I grew up in a small town. Granted, it might not be as small as the one depicted in HOME IS WHERE THE HEART IS, but it was still pretty small. In many respects, it had the same kind of attitude about it – it was languishing a slow death over the loss of industry and population but the local community had the backbone to try to stave off its untimely demise. The sense of family wasn’t exactly the same, but that’s why we watch movies, isn’t it? To see some of what we’d like to have there but were missing? While its sentiments were in the right place, I still thought HOME was a bit depressing at times.
(NOTE: The following review will contain minor spoilers necessary solely for the discussion of plot and/or characters. If you’re the type of reader who prefers a review entirely spoiler-free, then I’d encourage you to skip down to the last three paragraphs for my final assessment. If, however, you’re accepting of a few modest hints at ‘things to come,’ then read on …)
From the product packaging: “Disillusioned actress Sunny returns to her hometown of Bent Arrow, Texas, to attend her mother’s funeral and provide guardianship for a half-sister she never knew, 10-year-old Cotton. The dusty old town is struggling to stay alive, but maintains solace for an ex-NFL player, Butch, who is coping with a heart-wrenching loss by painting watercolor postcards at a roadside stand. Sunny and Butch bond over their mutual relationships with Cotton, and come up with a plan to help save the town. When tragedy strikes, their plans are derailed, but hope glimmers in the distance.”
HOME IS WHERE THE HEART IS (aka WATERCOLOR POSTCARDS) is filled with proper amount of American grit to make it believable. Basically, it’s a love story wrapped up in a larger story about family and community, what those things mean in the modern age, and perhaps even how we’ve lost them a bit along the way. It’s packaged showcasing some recognizable names and faces, including Country performer Laura Bell Bundy, BREAKING BAD’s Jonathan Banks, and TV’s John C. McGinley, but the film essentially belongs on Bundy and young star Bailee Madison’s shoulders. As the central siblings, they show as much determination as possible to rise above their circumstances – dire though they may seem in the moment – and they certainly put about as pretty a face on American life as possible.
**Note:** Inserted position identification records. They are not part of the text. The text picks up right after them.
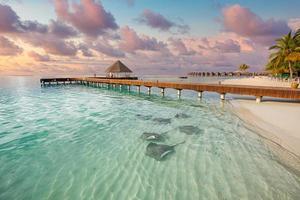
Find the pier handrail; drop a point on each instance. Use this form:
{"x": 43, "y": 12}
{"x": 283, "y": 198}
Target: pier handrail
{"x": 257, "y": 91}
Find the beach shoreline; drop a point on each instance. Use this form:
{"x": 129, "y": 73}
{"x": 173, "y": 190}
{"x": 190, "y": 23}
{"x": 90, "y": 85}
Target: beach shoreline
{"x": 278, "y": 120}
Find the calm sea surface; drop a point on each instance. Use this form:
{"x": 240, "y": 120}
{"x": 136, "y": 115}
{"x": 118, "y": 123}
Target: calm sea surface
{"x": 77, "y": 142}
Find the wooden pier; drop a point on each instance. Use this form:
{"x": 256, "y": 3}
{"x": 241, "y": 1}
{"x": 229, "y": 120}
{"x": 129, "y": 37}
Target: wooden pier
{"x": 257, "y": 91}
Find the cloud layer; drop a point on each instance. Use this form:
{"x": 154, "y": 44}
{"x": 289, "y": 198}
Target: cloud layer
{"x": 244, "y": 22}
{"x": 158, "y": 21}
{"x": 88, "y": 16}
{"x": 84, "y": 35}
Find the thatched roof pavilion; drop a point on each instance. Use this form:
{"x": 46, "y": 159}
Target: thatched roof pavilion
{"x": 118, "y": 68}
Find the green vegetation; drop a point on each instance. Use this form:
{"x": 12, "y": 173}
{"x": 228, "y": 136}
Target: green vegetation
{"x": 243, "y": 67}
{"x": 285, "y": 56}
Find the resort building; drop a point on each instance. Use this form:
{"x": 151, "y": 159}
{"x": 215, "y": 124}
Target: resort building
{"x": 118, "y": 70}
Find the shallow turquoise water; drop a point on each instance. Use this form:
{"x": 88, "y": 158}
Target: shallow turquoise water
{"x": 77, "y": 142}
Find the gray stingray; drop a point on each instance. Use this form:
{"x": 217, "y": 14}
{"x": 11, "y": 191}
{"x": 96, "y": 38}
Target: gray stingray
{"x": 152, "y": 136}
{"x": 144, "y": 117}
{"x": 162, "y": 120}
{"x": 190, "y": 130}
{"x": 182, "y": 116}
{"x": 160, "y": 151}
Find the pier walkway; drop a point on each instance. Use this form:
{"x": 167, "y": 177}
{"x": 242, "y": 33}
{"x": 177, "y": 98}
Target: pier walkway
{"x": 257, "y": 91}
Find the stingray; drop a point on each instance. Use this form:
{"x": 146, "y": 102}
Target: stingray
{"x": 190, "y": 130}
{"x": 162, "y": 120}
{"x": 160, "y": 151}
{"x": 152, "y": 136}
{"x": 144, "y": 117}
{"x": 182, "y": 116}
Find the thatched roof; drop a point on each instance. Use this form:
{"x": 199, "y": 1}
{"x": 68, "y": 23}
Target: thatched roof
{"x": 118, "y": 67}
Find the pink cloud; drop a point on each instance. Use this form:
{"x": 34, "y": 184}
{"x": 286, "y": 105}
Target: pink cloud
{"x": 294, "y": 24}
{"x": 8, "y": 48}
{"x": 61, "y": 29}
{"x": 38, "y": 57}
{"x": 244, "y": 22}
{"x": 51, "y": 44}
{"x": 10, "y": 22}
{"x": 131, "y": 41}
{"x": 87, "y": 16}
{"x": 158, "y": 21}
{"x": 180, "y": 48}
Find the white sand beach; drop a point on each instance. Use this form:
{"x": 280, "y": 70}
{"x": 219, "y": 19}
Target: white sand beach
{"x": 279, "y": 120}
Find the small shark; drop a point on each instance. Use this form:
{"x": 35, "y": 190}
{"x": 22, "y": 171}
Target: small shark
{"x": 162, "y": 120}
{"x": 160, "y": 151}
{"x": 182, "y": 116}
{"x": 190, "y": 130}
{"x": 152, "y": 136}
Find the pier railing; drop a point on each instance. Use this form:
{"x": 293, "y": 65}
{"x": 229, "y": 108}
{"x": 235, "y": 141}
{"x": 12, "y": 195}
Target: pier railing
{"x": 257, "y": 91}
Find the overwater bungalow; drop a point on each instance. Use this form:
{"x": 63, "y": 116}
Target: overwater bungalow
{"x": 118, "y": 70}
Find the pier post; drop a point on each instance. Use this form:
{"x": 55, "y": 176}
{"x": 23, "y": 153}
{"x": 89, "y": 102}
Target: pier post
{"x": 149, "y": 90}
{"x": 258, "y": 99}
{"x": 138, "y": 89}
{"x": 162, "y": 91}
{"x": 200, "y": 95}
{"x": 179, "y": 93}
{"x": 222, "y": 96}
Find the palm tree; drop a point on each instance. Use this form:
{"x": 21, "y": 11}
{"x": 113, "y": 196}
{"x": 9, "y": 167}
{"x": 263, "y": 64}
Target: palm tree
{"x": 244, "y": 67}
{"x": 285, "y": 54}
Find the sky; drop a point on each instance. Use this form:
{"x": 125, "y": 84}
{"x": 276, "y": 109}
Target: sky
{"x": 162, "y": 37}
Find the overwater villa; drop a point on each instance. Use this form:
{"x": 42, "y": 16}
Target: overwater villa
{"x": 118, "y": 70}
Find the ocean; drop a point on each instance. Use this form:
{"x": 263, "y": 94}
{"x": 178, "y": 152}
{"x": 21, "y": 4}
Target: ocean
{"x": 79, "y": 142}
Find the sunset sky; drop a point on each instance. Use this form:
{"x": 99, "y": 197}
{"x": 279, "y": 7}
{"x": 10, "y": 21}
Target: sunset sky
{"x": 60, "y": 37}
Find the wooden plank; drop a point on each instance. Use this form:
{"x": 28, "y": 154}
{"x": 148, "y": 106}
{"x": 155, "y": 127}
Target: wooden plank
{"x": 277, "y": 92}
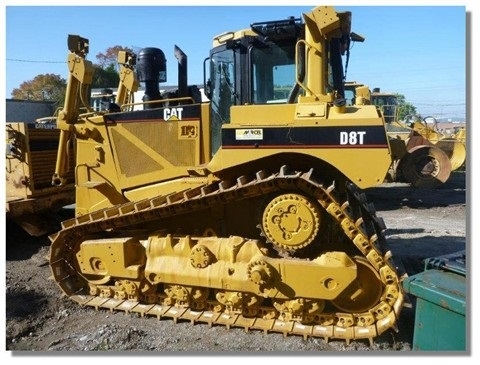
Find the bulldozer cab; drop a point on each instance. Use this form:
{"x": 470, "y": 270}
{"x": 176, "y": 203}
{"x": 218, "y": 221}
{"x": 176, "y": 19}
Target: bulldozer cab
{"x": 267, "y": 64}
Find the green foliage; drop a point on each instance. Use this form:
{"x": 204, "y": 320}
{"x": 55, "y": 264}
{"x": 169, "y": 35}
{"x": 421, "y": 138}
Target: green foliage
{"x": 44, "y": 87}
{"x": 404, "y": 108}
{"x": 105, "y": 77}
{"x": 50, "y": 87}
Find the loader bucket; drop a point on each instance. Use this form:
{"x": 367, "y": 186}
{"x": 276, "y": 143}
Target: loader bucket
{"x": 425, "y": 166}
{"x": 455, "y": 150}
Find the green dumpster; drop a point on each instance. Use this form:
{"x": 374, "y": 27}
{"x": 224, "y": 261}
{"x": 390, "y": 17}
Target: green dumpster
{"x": 440, "y": 292}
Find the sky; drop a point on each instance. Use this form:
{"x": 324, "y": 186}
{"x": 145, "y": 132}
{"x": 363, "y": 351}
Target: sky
{"x": 417, "y": 51}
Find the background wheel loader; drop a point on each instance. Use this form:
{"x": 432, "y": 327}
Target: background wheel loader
{"x": 421, "y": 155}
{"x": 245, "y": 211}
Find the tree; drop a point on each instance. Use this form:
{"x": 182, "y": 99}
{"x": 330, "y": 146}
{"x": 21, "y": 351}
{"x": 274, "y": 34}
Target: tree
{"x": 404, "y": 108}
{"x": 44, "y": 87}
{"x": 105, "y": 77}
{"x": 109, "y": 58}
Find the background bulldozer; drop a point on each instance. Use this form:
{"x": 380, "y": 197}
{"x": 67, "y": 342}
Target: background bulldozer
{"x": 421, "y": 155}
{"x": 32, "y": 202}
{"x": 244, "y": 211}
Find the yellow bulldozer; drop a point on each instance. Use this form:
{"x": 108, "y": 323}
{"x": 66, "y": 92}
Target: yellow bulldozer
{"x": 243, "y": 211}
{"x": 32, "y": 202}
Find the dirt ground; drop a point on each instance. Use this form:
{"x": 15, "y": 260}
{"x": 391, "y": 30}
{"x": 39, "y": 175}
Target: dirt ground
{"x": 420, "y": 224}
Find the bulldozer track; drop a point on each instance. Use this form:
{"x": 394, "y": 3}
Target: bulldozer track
{"x": 356, "y": 217}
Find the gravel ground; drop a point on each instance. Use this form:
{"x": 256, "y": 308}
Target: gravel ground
{"x": 420, "y": 224}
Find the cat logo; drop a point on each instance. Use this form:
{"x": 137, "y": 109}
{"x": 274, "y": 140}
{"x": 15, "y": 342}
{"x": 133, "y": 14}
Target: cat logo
{"x": 172, "y": 113}
{"x": 255, "y": 134}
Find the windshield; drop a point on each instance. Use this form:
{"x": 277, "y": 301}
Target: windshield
{"x": 273, "y": 73}
{"x": 222, "y": 83}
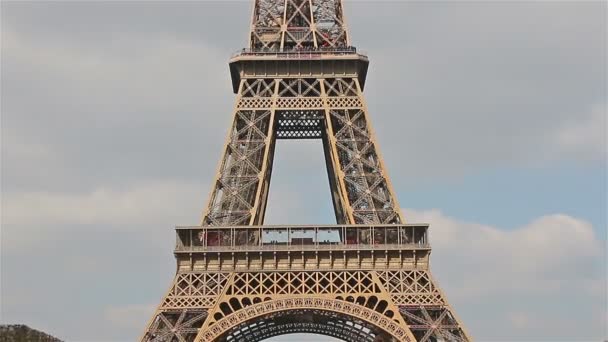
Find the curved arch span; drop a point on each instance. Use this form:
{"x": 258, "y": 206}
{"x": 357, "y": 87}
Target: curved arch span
{"x": 332, "y": 317}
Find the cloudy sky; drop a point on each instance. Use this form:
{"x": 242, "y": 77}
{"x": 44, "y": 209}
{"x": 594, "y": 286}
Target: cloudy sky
{"x": 491, "y": 117}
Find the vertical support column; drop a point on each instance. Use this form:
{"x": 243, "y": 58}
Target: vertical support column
{"x": 342, "y": 208}
{"x": 368, "y": 195}
{"x": 244, "y": 171}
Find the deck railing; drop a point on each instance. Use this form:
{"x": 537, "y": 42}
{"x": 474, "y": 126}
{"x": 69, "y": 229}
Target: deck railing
{"x": 321, "y": 237}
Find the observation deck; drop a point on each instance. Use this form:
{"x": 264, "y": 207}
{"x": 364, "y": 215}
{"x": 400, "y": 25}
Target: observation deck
{"x": 303, "y": 62}
{"x": 302, "y": 247}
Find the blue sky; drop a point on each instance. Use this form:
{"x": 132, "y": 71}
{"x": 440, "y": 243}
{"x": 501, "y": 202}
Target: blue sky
{"x": 491, "y": 117}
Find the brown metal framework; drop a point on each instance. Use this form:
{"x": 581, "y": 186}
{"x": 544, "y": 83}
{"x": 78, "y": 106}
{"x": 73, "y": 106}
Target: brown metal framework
{"x": 366, "y": 278}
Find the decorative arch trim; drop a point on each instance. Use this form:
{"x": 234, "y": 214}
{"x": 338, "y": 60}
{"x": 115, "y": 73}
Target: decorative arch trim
{"x": 334, "y": 305}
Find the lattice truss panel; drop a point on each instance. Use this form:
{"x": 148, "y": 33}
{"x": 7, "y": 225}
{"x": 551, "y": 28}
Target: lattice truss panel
{"x": 234, "y": 196}
{"x": 368, "y": 191}
{"x": 297, "y": 24}
{"x": 176, "y": 325}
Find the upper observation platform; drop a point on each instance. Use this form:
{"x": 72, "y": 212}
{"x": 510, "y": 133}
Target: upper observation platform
{"x": 283, "y": 25}
{"x": 309, "y": 62}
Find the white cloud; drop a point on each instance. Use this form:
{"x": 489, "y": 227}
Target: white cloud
{"x": 33, "y": 219}
{"x": 516, "y": 275}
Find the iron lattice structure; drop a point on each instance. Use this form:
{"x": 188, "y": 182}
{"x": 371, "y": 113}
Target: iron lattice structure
{"x": 366, "y": 278}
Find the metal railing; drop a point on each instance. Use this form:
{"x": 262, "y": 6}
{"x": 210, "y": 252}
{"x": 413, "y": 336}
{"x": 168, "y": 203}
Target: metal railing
{"x": 322, "y": 237}
{"x": 299, "y": 53}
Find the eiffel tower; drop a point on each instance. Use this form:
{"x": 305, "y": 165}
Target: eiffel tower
{"x": 367, "y": 277}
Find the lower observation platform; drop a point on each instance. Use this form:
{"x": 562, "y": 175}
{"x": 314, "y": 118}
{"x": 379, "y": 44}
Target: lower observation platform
{"x": 259, "y": 248}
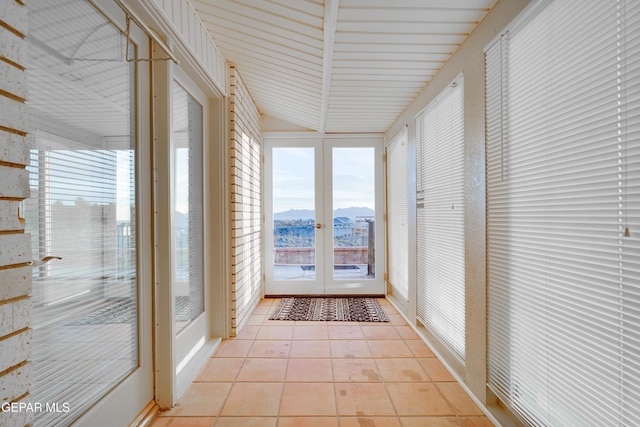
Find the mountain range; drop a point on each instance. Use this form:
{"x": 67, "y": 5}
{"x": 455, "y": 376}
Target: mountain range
{"x": 352, "y": 213}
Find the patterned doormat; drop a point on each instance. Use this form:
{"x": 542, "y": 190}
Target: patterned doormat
{"x": 339, "y": 309}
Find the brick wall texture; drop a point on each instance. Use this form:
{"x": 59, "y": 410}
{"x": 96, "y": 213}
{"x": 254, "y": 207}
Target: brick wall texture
{"x": 15, "y": 244}
{"x": 246, "y": 202}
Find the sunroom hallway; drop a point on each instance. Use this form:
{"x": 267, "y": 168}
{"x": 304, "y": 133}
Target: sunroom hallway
{"x": 286, "y": 373}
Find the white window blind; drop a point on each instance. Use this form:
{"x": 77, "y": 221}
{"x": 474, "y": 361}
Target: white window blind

Sadly, the script by Conrad Goode just lacks depth. Bundy’s Sunny is struggling with a drug addiction that gets some good screen time but lacks any real teeth much less a greater cause. Goode – taking on one of the lead acting roles as well – is believable as an ex-NFL quarterback suffering from a failed marriage, but scenes with his ex (the lovely Claudia Christian) later in the flick lack any possible indication of bad times much less bitter feelings. Also, the fact that he looks old enough to be Bundy’s father doesn’t bode well for their inevitable romantic entanglements … so maybe Sunny’s drug abuse stems from unresolved daddy issues? Madison plays Cotton with the right amount of precociousness, though the story shackles her with some kid-friendly precognition (she can apparently “see the future” in her dreams) that seems out of place.
Don’t get me wrong: HEART wears its heart on its sleeve well enough that I enjoyed enough of it for what it was. Still, it’s hard to reconcile so quirky narrative choices (the drug use, the lack of seriousness afforded some of the secondary characters – like giving alcohol to a minor – and some curiously strong workplace violence and domestic abuse issues) with the feel-good packaging of the piece. There’s an awful lot of feel-bad in there.
HOME IS WHERE THE HEART IS (aka WATERCOLOR POSTCARDS) (2013) is produced by Watercolor Entertainment. DVD distribution is being handled by the reliable Arc Entertainment. As for the technical specifications? This is one smartly assembled film with some high quality sights and sounds (and especially the lovely voice of Bundy) from start-to-finish. Lastly, if you’re looking for special features, the disc boasts none.
(MILDLY) RECOMMENDED. Cute-as-a-button Bailee Madison and hot-as-hell Laura Bell Bundy don’t quite give audiences a reason to watch this middle-America tearjerker more than once, but maybe that’s enough to find a cause to celebrate. You’ve been warned – it’s fairly depressing at times, and despite a family-friendly appearance to the packaging it deals fairly honestly and openly with drug use and pre-marital sex; but there is a strong sense of family and community that lifts you up in the right places.
In the interests of fairness, I’m pleased to disclose that the fine folks at Arc Entertainment provided me with a DVD copy of HOME IS WHERE THE HEART IS by request for the expressed purposes of completing this review; and their contribution to me in no way, shape, or form influenced my opinion of it.